The phrase “One version of the truth” has been used across all sectors as a succinct way of saying that data should be consistent without any ambiguity about which value to use by eliminating all the alternatives that might arise through inefficiency in the systems and processes used to collect and manage data. Like many expressions its purpose has been blurred over the years and it is not unusual for business representatives, data architects, and data managers to raise it instinctively if anyone should so much as mention the words “data principle”. Over a number of years I have ranged from liking the expression, to resisting it and now am certainly inclined to question it. What makes me question it?
When you break the phrase down into its parts the first challenge is “one version”. A version implies that it may change over time and only one is allowed.
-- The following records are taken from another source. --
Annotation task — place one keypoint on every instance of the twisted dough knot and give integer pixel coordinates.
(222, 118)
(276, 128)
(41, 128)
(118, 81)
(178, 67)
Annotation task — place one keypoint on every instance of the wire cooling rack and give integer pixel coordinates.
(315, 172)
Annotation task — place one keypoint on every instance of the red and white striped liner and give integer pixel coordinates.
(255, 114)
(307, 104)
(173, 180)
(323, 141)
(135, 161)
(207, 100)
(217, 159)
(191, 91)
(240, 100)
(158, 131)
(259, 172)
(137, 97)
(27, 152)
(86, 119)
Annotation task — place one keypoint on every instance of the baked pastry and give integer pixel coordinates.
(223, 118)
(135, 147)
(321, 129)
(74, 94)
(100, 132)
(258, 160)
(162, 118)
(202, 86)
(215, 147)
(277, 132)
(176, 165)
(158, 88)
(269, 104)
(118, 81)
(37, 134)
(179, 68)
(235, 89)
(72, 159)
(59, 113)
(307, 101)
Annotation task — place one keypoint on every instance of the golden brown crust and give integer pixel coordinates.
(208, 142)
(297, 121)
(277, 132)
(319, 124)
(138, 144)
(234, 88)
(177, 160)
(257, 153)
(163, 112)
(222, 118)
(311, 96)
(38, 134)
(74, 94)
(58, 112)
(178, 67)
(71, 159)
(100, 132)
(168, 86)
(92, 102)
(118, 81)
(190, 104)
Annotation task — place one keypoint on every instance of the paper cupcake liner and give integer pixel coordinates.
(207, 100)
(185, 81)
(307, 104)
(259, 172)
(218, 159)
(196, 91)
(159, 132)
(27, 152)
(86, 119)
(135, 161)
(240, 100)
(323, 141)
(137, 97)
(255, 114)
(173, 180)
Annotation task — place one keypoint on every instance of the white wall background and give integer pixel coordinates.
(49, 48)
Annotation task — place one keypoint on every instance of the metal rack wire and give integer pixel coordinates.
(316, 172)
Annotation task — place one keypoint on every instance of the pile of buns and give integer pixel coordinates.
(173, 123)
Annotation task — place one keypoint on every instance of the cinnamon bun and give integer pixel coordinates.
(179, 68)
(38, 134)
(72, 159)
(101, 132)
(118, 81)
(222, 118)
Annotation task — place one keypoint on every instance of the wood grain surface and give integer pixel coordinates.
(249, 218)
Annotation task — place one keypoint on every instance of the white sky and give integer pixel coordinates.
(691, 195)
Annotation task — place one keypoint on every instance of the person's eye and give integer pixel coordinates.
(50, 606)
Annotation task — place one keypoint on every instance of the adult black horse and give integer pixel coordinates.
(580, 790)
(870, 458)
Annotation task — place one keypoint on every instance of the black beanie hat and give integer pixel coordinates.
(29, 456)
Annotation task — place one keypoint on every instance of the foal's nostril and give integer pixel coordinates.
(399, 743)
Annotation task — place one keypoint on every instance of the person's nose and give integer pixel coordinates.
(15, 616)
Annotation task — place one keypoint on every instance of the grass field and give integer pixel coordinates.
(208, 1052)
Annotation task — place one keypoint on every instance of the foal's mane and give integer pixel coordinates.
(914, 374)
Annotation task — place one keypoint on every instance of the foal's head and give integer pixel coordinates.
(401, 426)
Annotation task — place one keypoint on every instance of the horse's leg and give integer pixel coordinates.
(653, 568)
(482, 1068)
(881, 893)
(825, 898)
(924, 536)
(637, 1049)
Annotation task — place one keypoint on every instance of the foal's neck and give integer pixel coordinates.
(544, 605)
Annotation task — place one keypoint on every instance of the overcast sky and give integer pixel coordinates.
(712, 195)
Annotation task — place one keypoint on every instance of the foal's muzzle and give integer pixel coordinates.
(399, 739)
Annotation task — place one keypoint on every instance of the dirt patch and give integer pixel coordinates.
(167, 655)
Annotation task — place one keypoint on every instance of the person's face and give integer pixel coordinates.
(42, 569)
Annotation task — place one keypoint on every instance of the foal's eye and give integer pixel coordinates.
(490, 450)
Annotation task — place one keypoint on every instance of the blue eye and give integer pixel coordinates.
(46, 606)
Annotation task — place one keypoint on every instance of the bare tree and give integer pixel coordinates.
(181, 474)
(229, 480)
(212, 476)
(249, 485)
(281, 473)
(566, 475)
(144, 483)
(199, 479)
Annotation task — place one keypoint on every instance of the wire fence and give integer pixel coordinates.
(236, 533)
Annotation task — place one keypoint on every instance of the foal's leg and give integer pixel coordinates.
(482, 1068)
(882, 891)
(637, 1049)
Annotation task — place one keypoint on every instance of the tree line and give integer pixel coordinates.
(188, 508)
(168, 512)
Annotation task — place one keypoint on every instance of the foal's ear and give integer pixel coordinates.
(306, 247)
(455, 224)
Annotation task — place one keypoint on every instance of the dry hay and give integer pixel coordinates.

So, all the rich history of what we thought was true at the time is not permitted?
“Version of the truth” is also somewhat challenging. The truth is the truth, it doesn’t have versions – it just is! The truth may change over time but if it is correctly recorded then at any instance in time there is only one truth.
Why does any of this matter? The first thing is it is important that organisations remember that their databases don’t store “the truth” but instead store someone or something’s perception of the truth. The moment you accept this it is worth considering why you might only want “one version of the perception of the truth”? For example, in a large retailer daily sales can be derived from what passes through the Point of Sale systems in stores. However, it can also be derived from the cash and card transactions, ie takings. When the raw data sets are consolidated through different systems (Supply chain and Finance) and then arrive at the boardroom as different figures, which one do you accept? When making decisions, should you only use one of them, and if so which one? Or might it be better to maintain both and try to determine why they are different and then eliminate the sources of error?
No-one would deny that having one version makes it easier to make decisions but to make good decisions requires accurate data. One version that is wrong is worse than having two versions (right or wrong!) since it will be used as the truth despite being wrong. With two versions you have to investigate further and while that might be tedious and expensive it at least adds value compared to blindly accepting one version of the truth!
So if there is to be an overriding principle for data perhaps it might be “when there is one correct answer we should know what it is” – not quite as catchy (I am a data person not a marketing one!) but perhaps rather more useful?